I mean, you’re asleep for one third of the day –
And for most of the rest, you are lazy.
Can’t you see I’m frustrated, just wasting away?
Won’t you use me, before I go crazy?
Oh well, if I can’t get you thinking great thoughts,
I will count up my neurons instead…
There, I’ve done it: a one and eleven more noughts,
All packed in here, inside your head.
Their interconnections are legion; that’s why
My potential is quite astronomic.
Yet they’re stuck in the head of a lacklustre guy
Whose dominant mode’s autonomic.
They are starting to ask what “reality” means.

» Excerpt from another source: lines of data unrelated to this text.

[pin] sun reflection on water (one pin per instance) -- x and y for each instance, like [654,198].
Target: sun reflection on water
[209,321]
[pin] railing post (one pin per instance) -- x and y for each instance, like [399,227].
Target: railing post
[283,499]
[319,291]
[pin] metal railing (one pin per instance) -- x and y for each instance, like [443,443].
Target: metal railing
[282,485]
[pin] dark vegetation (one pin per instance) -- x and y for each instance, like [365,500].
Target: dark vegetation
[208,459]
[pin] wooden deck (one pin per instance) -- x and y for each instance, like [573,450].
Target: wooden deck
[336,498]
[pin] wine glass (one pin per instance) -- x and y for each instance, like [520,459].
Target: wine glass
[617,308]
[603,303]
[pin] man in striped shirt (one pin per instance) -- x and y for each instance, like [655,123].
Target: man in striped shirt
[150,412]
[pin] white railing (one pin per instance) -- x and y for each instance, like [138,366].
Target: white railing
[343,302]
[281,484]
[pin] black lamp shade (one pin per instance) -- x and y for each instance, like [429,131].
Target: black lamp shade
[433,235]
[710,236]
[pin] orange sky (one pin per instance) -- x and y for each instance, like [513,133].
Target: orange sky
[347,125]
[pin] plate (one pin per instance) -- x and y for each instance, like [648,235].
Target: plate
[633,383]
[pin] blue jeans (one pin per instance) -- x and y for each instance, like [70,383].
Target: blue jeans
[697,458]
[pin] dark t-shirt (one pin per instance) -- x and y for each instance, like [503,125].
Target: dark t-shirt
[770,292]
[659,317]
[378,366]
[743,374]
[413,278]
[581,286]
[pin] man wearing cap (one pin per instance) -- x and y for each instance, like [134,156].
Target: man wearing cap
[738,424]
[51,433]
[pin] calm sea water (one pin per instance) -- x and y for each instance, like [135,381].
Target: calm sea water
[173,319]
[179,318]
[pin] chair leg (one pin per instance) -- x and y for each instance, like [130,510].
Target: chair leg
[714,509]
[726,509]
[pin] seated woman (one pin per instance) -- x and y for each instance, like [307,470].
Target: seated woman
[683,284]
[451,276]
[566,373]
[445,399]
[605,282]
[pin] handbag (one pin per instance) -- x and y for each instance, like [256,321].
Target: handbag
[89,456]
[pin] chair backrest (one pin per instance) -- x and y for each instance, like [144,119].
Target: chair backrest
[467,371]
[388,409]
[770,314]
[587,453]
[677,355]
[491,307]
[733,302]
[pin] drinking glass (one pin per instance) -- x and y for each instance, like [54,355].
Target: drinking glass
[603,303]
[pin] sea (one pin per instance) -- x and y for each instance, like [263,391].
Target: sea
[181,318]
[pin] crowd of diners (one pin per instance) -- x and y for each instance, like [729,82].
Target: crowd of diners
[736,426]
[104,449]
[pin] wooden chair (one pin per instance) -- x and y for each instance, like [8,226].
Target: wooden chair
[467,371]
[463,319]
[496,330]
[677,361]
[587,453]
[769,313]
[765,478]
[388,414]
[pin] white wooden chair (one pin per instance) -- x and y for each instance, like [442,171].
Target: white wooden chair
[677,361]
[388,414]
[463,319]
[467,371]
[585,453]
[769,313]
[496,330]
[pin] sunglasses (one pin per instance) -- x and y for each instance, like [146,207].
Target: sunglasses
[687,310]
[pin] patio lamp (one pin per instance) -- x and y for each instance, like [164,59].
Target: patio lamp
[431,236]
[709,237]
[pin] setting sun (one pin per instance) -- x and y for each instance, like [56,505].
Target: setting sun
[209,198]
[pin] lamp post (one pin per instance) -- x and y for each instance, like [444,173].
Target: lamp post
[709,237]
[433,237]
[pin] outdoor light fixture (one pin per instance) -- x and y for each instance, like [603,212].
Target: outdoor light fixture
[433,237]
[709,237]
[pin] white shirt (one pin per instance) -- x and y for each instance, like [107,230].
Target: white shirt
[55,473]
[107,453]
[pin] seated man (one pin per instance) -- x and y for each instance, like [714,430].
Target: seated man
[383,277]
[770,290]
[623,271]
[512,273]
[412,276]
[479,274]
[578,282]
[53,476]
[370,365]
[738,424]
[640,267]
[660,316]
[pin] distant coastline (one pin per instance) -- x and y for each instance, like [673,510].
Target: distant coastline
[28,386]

They can’t see things, or touch, hear or smell ’em,
But they’ve learned to construct quite extravagant scenes
In your head, from what other nerves tell ’em.
They have mastered the art of creating a model,
And it seems to keep you quite contented;
For they’ve made you believe that, outside of your noddle
There’s a ‘world’ – yet it’s wholly invented!
Could it be that there isn’t a real world out there?
That’s a problem I can’t get your head round.
I hammer away at it under your hair,
But all that I get is a dead sound.
Try asking big questions and puzzling things out:
Start by asking “Why? How? What? Where? Who?”
’Course, I can’t provide answers that banish all doubt,
But it will give me something to do.